以下链接将我拉向了正确的方向。因为FileInputFormat / RecordReader的主题一见钟情(至少对我而言),所以阅读这些文章并了解它是否适合您的问题是很好的:
ae.be 文章中的相关代码部分,以防网站出现故障。作者(@Gurdt)使用它来检测聊天消息是否包含转义的行返回(通过使行以“\”结尾)并将转义的行附加在一起,直到找到未转义的\ n。这将允许他检索跨越两行或更多行的消息。用Scala编写的代码:
用法
val conf = new Configuration(sparkContext.hadoopConfiguration)
val rdd = sparkContext.newAPIHadoopFile("data.txt", classOf[MyFileInputFormat],
classOf[LongWritable], classOf[Text], conf)
FileInputFormat
class MyFileInputFormat extends FileInputFormat[LongWritable, Text] {
override def createRecordReader(split: InputSplit, context: TaskAttemptContext):
RecordReader[LongWritable, Text] = new MyRecordReader()
}
RecordReader
class MyRecordReader() extends RecordReader[LongWritable, Text] {
var start, end, position = 0L
var reader: LineReader = null
var key = new LongWritable
var value = new Text
override def initialize(inputSplit: InputSplit, context: TaskAttemptContext): Unit = {
// split position in data (start one byte earlier to detect if
// the split starts in the middle of a previous record)
val split = inputSplit.asInstanceOf[FileSplit]
start = 0.max(split.getStart - 1)
end = start + split.getLength
// open a stream to the data, pointing to the start of the split
val stream = split.getPath.getFileSystem(context.getConfiguration)
.open(split.getPath)
stream.seek(start)
reader = new LineReader(stream, context.getConfiguration)
// if the split starts at a newline, we want to start yet another byte
// earlier to check if the newline was escaped or not
val firstByte = stream.readByte().toInt
if(firstByte == '\n')
start = 0.max(start - 1)
stream.seek(start)
if(start != 0)
skipRemainderFromPreviousSplit(reader)
}
def skipRemainderFromPreviousSplit(reader: LineReader): Unit = {
var readAnotherLine = true
while(readAnotherLine) {
// read next line
val buffer = new Text()
start += reader.readLine(buffer, Integer.MAX_VALUE, Integer.MAX_VALUE)
pos = start
// detect if delimiter was escaped
readAnotherLine = buffer.getLength >= 1 && // something was read
buffer.charAt(buffer.getLength - 1) == '\\' && // newline was escaped
pos <= end // seek head hasn't passed the split
}
}
override def nextKeyValue(): Boolean = {
key.set(pos)
// read newlines until an unescaped newline is read
var lastNewlineWasEscaped = false
while (pos < end || lastNewlineWasEscaped) {
// read next line
val buffer = new Text
pos += reader.readLine(buffer, Integer.MAX_VALUE, Integer.MAX_VALUE)
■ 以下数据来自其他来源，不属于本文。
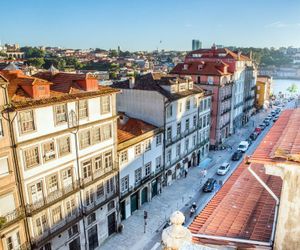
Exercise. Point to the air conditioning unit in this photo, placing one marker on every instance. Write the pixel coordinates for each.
(49, 155)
// append newly read data to previous data if necessary
value = if(lastNewlineWasEscaped) new Text(value + "\n" + buffer) else buffer
// detect if delimiter was escaped
lastNewlineWasEscaped = buffer.charAt(buffer.getLength - 1) == '\\'
// let Spark know that a key-value pair is ready!
if(!lastNewlineWasEscaped)
return true
}
// end of split reached?
return false
}
}
注意:您可能还需要在RecordReader中实现getCurrentKey,getCurrentValue,close和getProgress。